Thursday, February 14, 2013

How to Harvest Rice


A January highland involved visiting the farm of a former guard with my organization. He retired recently but was gracious enough to invite us all to his home where he gave us a hands-on demonstration on rice harvesting. Since my job entails sitting in an office and brainstorming ways to measure attitudes changes, I haven't had much opportunity to learn the basics of rice farming. This is somewhat unfortunate, given how much rice I eat. However, I will outline the lessons I learned on this day.

  1. Plant rice
  2. In due time, harvest rice. This entails cutting the stalks, long strands of what almost looks like hay. You tie a handful together and then cut it near the root.
  3. Let it dry for several days in the sun.
  4. Thrash the stalks against a hard surface. You do this with a tarp on the ground. The rice is loosed and falls from the stalk to the tarp. At this point, it's in a little "shell" or "seed hull" The unwanted stalks are later feed to animals.
  5. Run the rice through a mill-like devise, which is hand cranked. This "machine" blowing air on the rice separates the grass and the chaff from the rice particles. 
  6. The rice is dried for several more days.
  7. Take the rice to a local miller who has a machine that will break the rice out of the "shell" or "seed hull" into the little white grains that we all know. You can supposedly do this by hand, but it's a lot of work.

After a few hours of "hard work," we enjoyed a delicious lunch of Cambodian curry and rice noodles. We walked around the little farm, harvested a few green coconuts for their juice, saw the chickens and the growing herbs and allowed the neighbors to be amused by our presence. 
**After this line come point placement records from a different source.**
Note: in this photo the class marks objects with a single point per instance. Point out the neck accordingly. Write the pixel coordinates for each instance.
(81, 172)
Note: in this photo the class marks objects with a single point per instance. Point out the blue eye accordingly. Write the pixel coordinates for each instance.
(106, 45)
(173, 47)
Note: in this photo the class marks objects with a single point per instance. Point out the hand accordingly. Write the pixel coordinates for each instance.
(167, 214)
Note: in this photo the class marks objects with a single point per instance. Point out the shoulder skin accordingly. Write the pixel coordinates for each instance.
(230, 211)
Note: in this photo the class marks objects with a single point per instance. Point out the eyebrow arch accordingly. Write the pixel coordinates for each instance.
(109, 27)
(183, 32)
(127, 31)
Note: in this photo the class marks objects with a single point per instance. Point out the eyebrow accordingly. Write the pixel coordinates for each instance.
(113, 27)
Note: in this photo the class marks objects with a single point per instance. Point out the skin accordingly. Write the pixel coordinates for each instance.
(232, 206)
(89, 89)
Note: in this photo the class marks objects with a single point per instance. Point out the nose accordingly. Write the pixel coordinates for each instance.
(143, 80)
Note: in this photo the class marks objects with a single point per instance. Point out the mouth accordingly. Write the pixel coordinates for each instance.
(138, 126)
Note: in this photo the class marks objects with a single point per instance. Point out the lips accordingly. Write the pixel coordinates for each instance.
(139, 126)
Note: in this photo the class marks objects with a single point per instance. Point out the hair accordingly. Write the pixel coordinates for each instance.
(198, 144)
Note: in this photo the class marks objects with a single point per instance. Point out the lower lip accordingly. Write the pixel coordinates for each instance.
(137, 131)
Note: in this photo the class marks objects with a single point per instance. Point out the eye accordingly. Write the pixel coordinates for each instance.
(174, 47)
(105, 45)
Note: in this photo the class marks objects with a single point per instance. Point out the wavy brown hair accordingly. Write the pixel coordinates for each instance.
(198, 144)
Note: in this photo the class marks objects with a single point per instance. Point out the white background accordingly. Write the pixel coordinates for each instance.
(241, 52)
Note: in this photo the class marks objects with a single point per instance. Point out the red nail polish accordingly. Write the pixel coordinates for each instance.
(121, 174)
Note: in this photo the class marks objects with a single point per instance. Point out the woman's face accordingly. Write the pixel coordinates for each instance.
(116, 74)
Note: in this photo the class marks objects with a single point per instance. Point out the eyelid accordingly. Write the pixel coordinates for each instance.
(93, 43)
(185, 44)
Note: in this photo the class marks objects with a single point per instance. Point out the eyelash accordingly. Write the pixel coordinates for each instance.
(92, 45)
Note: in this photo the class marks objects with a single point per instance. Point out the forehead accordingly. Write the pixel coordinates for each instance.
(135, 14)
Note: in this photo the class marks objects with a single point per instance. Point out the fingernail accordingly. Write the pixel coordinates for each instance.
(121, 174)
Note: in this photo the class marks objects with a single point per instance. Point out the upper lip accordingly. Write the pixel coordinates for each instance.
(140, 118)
Statistically speaking, 80% of Cambodians are rural farmers. The majority grow their own rice. Rice is consumed with every single meal. In Khmer, the verb "to eat" is directly translated "eat rice." You can't separate eating from rice. There is nothing  more closely aligned with the human existence or with basic human needs, than rice. There's no comparison in Western cultures. Bread does not even come close. For those of us who live in Cambodia, we learn quickly to stoically eat rice, a funny little grain that holds the very essence of life. And when I leave Cambodia, without any doubt, I will still eat rice.